Ricardo Alarcón de Quesada
Il 17 dicembre si compie il primo anniversario dell’annuncio della ripresa delle relazioni diplomatiche tra Cuba e Stati Uniti. Lo hanno fatto contemporaneamente a La Habana e a Washington i Presidenti Raúl Castro e Barak Obama. Entrambi hanno ammesso che era solo il primo passo in un processo verso lo smantellamento di una politica ostile che durava già da oltre mezzo secolo e il cui fallimento è stato riconosciuto dall’inquilino della Casa Bianca.

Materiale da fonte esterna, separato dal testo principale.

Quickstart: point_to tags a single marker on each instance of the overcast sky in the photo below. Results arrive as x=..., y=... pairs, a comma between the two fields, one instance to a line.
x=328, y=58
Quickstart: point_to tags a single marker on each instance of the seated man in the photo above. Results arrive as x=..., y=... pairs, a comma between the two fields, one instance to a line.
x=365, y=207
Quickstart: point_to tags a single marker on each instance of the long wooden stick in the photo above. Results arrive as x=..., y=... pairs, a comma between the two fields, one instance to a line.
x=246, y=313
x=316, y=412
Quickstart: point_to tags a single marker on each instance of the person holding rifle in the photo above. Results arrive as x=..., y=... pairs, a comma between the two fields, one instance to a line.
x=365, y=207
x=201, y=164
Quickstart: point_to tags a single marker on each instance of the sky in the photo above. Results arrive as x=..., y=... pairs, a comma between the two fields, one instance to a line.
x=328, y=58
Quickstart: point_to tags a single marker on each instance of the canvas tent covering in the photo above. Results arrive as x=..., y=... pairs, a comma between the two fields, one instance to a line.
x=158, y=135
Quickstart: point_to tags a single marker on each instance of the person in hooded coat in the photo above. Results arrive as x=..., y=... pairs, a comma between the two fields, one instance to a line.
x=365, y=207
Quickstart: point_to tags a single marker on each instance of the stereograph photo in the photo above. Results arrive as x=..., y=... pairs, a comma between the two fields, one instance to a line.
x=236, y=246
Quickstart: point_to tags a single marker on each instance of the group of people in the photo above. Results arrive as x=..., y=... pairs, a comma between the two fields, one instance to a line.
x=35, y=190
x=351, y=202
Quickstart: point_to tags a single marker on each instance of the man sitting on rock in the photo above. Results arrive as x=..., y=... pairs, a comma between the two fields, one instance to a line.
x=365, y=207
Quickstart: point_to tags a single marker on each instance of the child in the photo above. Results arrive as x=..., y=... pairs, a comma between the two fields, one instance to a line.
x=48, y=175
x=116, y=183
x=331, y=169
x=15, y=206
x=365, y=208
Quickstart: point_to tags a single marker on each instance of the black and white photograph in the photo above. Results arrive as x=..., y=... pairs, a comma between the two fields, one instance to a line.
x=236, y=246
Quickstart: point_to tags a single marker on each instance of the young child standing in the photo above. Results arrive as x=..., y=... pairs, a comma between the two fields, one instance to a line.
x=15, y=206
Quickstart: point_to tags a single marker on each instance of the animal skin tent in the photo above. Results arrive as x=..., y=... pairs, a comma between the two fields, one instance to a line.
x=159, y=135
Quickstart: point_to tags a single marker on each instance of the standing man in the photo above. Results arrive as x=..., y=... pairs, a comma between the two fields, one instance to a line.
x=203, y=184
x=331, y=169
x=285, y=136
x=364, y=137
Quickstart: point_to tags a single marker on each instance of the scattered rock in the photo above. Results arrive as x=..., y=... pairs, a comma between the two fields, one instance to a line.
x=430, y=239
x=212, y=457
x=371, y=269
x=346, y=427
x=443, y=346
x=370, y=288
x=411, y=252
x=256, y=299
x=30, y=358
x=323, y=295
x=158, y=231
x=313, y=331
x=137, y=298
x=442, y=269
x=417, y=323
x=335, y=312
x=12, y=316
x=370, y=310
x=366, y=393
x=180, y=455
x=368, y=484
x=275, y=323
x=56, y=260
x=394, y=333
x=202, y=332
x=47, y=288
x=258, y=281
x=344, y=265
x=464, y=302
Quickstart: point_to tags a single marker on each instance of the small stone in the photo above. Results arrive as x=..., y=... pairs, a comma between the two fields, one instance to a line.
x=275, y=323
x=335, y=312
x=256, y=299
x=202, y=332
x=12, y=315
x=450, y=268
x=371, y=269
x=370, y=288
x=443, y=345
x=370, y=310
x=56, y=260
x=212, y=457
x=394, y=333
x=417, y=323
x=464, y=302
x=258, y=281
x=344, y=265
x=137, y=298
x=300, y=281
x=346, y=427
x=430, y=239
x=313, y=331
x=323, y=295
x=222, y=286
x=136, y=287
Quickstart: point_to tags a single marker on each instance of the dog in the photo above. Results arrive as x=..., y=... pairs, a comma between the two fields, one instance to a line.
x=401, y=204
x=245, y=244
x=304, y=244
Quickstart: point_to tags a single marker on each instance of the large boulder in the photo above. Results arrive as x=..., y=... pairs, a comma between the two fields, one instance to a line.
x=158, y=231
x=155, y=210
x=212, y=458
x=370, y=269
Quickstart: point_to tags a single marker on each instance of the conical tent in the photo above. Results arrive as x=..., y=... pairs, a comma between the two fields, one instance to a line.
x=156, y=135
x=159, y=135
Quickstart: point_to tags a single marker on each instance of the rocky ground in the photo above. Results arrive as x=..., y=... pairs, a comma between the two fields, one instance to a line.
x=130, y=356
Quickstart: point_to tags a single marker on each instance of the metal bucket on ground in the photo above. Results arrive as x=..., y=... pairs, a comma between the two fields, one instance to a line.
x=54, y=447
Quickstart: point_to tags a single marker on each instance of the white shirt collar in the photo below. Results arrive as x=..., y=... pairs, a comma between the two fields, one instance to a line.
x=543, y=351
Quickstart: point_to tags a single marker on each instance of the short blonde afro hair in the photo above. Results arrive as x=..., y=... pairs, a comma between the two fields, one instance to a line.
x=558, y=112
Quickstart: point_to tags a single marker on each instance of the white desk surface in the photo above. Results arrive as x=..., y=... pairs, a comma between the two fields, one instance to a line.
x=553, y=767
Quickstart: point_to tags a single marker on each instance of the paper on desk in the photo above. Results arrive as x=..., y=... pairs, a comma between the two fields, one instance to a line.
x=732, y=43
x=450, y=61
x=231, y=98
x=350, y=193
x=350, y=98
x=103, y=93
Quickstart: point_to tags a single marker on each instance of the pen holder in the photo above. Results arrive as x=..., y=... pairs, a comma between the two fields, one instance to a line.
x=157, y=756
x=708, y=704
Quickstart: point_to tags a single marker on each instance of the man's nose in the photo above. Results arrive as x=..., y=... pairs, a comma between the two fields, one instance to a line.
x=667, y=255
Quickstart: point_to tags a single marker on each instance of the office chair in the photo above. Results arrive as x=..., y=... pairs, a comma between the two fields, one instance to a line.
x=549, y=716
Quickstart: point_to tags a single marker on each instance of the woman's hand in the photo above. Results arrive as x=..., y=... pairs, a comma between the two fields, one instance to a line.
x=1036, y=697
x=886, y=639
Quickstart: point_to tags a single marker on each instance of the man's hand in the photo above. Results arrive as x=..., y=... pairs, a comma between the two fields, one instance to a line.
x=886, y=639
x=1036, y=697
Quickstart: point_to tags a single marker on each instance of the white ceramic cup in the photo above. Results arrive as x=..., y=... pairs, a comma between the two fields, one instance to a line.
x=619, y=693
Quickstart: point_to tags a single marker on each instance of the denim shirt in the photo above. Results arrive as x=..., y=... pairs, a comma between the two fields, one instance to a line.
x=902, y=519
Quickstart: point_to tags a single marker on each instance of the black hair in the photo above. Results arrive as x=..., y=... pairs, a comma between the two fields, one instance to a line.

Da allora sono state riaperte le rispettive Ambasciate, alcuni alti funzionari hanno visitato La Habana, si sono risolte varie questioni minori o di relativa importanza e rappresentanti dei due Governi hanno tenuto riunioni per discutere il fitto programma di questioni fondamentali, tra cui il blocco economico che prosegue intatto, la continua usurpazione di territorio cubano a Guantánamo e i progetti sovversivi per minare la Rivoluzione cubana che vengono ancora mantenuti. Finché Washington non cambierà radicalmente la sua politica – eliminando completamente il blocco, restituendo Guantánamo e ponendo fine alle sue pratiche ingerentiste – la relazione diplomatica “normale” sarà uno scherzo di cattivo gusto.
C’è un argomento, comunque, che sembra essere il favorito della parte nordamericana e al quale hanno dedicato la loro attenzione varie delle più lette pubblicazioni di quel paese nelle ultime settimane. Si tratta dei reclami presentati là per le perdite che sostengono di aver subito alcune società e persone in conseguenza delle leggi di nazionalizzazione cubane del 1960.
La questione dovrebbe essere discussa insieme ai reclami di Cuba per i danni e gli svantaggi causati dalla guerra economica e dalle aggressioni di mezzo secolo, che sono incomparabilmente maggiori e colpiscono gravemente tutta la popolazione dell’isola. C’è un documento ufficiale, che era segreto ma non lo è più, che riconosce che lo scopo di quella politica era “far soffrire” il popolo cubano, causandogli “fame e disperazione”. Il testo, approvato nella primavera di quell’anno, è precedente alle nazionalizzazioni cubane e le sue parole corrispondono letteralmente a quello che la Convenzione di Ginevra definisce come “reato di genocidio”.
Le leggi rivoluzionarie hanno sempre previsto il diritto a una giusta compensazione agli ex proprietari. Di ciò hanno beneficiato, senza alcuna eccezione, tutte le imprese straniere che hanno rispettato la sovranità cubana e hanno accolto la nostra legislazione e hanno mantenuto legami normali includendo affari e nuovi investimenti. Lo hanno anche fatto certamente, le persone residenti a Cuba che hanno assunto lo stesso comportamento.
Le imprese nordamericane sono state le uniche che si sono auto-escluse perché il loro Governo l’ha impedito con il suo rifiuto della legislazione cubana e con l’aggressione economica contro l’isola.
C’è un punto della questione che i media degli Stati Uniti ignorano accuratamente. È da molto tempo che coloro che sono stati espropriati a Cuba hanno ricevuto un trattamento speciale, privilegiato, che ha permesso loro di rifarsi di quello che presuntamente avevano perso in conseguenza delle misure rivoluzionarie. Dal 1964 e durante quel decennio e quello successivo, là hanno modificato regolamenti e hanno adottato norme legislative uniche, esclusive per quel gruppo, che ha permesso loro di compensare le loro perdite mediante sostanziali riduzioni dei loro obblighi fiscali. Benefici simili non sono stati concessi ad altri contribuenti nordamericani. È stato un trattamento eccezionale paragonabile, in materia fiscale, a quello che fanno all’emigrazione con la Ley de Ajuste Cubano (Legge di Accomodamento Cubano) e del quale si sono avvalsi anche individui che nel 1960 non avevano ancora acquisito la cittadinanza statunitense ma hanno ricevuto anche loro quei vantaggi che hanno aiutato a costruire la leggenda di un’imprenditorialità cubano americana di successo.
Chi non ha mai ricevuto alcuna compensazione è il popolo cubano. Il blocco è stato ed è non solo il principale ostacolo allo sviluppo dell’isola ma anche la maggiore causa di sofferenze per tutta la sua popolazione. È una politica genocida, il genocidio più prolungato della Storia. Gli Stati Uniti hanno l’obbligo di eliminarlo, immediatamente e senza condizioni e se desiderano una relazione con i loro vicini che meriti di essere considerata “normale” dovranno cercare di risarcire le sue vittime.